DOACROSS: This technique is used wherever there is a possibility for data dependencies. Hence, we parallelize tasks in such a manner that all the data independent tasks are executed in parallel, but the dependent ones are executed sequentially. There is a degree of synchronization used to sync the dependent tasks across parallel processors.

Description

(to change)A pipeline is a chain of processing elemnets such as instructions arranged in a way that each earlier element produces the input that will be used by a later element. Similar kind of parallelization technique is DOPIPE. DOPIPE splits the original loop into several stages and speards them among multiple threads. These threads are fixed at runtime. The depencies among all threads are forced to be unidirectional which means no cyclic cross-thread dependencies.

Example

The program below shows a pseudocode for DOPIPE parallelization.

In this code, we see that there are three tasks (F0, F1 and F2) inside a loop iterating over j for 1 to N. Following is a list of dependencies in the code:

F1[j] → ^T F1[j+1], implies that statement F1 in iteration j+1 must be executed after statement F1 in iteration j. This is also known as true dependency.

F1[j] → ^T F2[j], implies that statement F2 in iteration j must be executed after statement F1 in iteration j.

for (j=1; j<=N; j++) {
    F0: o[j] = x[j] - a[j];
    F1: z[j] = z[j-1] * 5;
    F2: y[j] = z[j] * w[j];
}

If this code would have been executed sequentially, then the total time consumed would be equal to N * (T_F0 + T_F1 + T_F2), where T_F0, T_F1 and T_F2 denote execution time for functions F0, F1 and F2 respectively per iteration. Now, if we parallelize the loop by pipelining the statements inside the loop in the following manner:

for (j=1; j<=N; j++) {
    F0: o[j] = x[j] - a[j];             //DOALL parallelism
}

for (j=1; j<=N; j++) {
    F1: z[j] = z[j-1] * 5;              //DOPIPE parallelism
    post(j);                            //The result of F1 is posted and available for use
}

for (j=1; j<=N; j++) {
    wait(j);                            //It waits till the F1 completes and produces the value z[j] to be used by F2
    F2: y[j] = z[j] * w[j];
}

Since, F0 is an independent function, i.e. it does not have any loop-carried (no dependence on j+1 or j-1 iterations). Neither it has any dependecy across other statements in the loop. Hence, we can completely seperate out this function and run it parallely using DOALL parallelism. On the other hand, Statements F1 and F2 are dependent (explained above), therefore we split them into two different loops and execute them in a pipelined fashion. We use post(j) and wait(j) to synchronize between F1 and F2 loops.

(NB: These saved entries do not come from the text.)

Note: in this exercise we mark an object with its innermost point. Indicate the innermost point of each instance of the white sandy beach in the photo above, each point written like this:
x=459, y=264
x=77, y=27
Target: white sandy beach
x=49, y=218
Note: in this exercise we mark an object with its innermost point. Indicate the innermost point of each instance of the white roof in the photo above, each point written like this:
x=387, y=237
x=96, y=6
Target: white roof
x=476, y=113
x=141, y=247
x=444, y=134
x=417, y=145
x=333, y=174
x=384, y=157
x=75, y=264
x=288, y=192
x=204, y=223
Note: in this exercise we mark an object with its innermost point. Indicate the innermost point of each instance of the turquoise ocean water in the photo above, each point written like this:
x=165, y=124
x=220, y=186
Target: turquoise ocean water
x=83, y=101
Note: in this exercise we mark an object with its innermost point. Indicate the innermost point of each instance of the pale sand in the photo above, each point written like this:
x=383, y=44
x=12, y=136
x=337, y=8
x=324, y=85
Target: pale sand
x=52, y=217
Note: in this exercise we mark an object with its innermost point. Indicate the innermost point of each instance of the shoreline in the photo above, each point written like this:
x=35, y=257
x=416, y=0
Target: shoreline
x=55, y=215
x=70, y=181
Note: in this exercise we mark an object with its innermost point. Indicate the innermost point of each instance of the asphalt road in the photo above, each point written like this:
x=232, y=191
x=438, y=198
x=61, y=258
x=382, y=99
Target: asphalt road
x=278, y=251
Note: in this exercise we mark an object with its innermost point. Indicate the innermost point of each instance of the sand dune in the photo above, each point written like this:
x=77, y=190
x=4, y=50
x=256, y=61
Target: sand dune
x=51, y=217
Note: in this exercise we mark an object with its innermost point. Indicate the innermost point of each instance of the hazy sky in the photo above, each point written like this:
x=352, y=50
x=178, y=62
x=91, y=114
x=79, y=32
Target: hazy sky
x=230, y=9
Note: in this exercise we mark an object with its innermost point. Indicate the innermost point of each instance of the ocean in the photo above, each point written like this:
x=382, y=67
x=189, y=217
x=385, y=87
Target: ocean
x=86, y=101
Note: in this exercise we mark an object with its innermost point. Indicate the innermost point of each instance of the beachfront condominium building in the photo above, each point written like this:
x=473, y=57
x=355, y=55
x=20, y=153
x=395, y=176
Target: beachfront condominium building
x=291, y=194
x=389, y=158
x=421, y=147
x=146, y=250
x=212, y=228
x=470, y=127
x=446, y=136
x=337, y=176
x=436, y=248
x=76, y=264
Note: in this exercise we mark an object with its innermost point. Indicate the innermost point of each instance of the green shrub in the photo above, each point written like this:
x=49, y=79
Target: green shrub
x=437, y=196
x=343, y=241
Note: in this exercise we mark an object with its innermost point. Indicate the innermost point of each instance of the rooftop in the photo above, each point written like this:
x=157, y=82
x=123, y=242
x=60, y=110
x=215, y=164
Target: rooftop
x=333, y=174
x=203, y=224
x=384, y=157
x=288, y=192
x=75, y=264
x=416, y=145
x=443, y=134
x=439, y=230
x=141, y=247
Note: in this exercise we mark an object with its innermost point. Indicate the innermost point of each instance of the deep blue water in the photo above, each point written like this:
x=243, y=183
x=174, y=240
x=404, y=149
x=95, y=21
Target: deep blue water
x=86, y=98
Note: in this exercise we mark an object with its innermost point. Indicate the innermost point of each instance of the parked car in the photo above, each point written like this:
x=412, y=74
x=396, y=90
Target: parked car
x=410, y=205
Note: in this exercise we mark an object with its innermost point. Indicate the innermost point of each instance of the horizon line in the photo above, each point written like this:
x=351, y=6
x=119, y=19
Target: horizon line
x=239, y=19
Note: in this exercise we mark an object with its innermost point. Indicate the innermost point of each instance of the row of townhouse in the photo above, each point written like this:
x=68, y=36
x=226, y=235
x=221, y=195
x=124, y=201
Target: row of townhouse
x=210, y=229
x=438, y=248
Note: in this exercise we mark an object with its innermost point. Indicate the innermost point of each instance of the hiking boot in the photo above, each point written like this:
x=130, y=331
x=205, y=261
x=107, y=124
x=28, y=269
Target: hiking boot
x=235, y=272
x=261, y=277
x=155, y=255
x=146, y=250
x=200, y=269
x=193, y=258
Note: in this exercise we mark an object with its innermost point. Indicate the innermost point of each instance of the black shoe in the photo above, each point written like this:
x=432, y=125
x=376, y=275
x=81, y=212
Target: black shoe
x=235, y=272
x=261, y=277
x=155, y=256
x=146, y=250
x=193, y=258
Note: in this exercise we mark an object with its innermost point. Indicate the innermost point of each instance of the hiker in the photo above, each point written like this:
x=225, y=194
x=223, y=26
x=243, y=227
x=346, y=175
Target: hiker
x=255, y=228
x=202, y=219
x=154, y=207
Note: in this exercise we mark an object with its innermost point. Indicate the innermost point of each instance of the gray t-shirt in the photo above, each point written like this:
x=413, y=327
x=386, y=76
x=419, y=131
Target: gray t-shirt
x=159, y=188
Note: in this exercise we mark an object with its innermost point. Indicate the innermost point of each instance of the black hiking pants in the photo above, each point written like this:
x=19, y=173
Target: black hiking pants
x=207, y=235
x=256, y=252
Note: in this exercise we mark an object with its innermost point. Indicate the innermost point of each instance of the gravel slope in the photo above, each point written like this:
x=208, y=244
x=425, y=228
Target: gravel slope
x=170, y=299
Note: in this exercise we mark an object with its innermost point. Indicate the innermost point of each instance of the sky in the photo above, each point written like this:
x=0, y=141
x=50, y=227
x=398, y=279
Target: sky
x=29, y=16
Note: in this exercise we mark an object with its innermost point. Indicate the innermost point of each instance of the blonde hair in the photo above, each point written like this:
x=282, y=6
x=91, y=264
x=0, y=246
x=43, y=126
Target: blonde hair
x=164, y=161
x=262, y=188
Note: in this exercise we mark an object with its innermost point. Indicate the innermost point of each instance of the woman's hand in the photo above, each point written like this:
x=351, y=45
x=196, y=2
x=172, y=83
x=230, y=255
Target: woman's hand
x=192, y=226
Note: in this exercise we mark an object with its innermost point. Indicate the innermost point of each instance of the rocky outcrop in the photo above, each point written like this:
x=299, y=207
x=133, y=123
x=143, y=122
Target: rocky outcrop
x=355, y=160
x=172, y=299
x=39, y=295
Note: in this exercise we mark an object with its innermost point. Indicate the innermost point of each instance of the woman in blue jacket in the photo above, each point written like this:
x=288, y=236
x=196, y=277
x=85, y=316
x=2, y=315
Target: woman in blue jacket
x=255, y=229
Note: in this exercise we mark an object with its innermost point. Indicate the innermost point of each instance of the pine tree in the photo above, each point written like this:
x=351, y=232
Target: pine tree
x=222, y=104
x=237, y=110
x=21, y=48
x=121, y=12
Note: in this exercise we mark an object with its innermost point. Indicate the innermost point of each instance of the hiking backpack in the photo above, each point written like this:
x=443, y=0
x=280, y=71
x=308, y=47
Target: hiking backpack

Starting from the first iteration of j, statement F1 gets executed in T_F1 time. Meanwhile, F2 is not getting executed since it is waiting for the value z[j] to be produced by F1. When F1 completes its execution for iteration j, it posts the value using post(j). After waiting for F1's execution, using wait(j), F2 starts its execution since it has the value z[j] available for use. Also, since F1's execution is not restricted by F2, hence F1 executes j+1 simultaneously. The figure below shows the execution timeline of all the statements.

DOPIPE example

From the figure, we see that the total time to execute F0 is T_F0, since all the iterations of F0 are executed in parallel. While for F1 and F2, the total execution time is equal to N * T_F1 + T_F2 (considering negligible synchronization time).

This is considerably less than the time obtained during sequential execution.

Comparison with other models

(to change)In DOALL parallelism, each task works on different iteration using large different sets of data. So, if there are many tasks assigned to a thread, many threads will compete for cache space and there is a possibility that cache being thrashed between different working sets that belong to different threads. While in DOPIPE it is very cache efficient, since the data value produced by the producer task are almost immediately consumed by consumer task.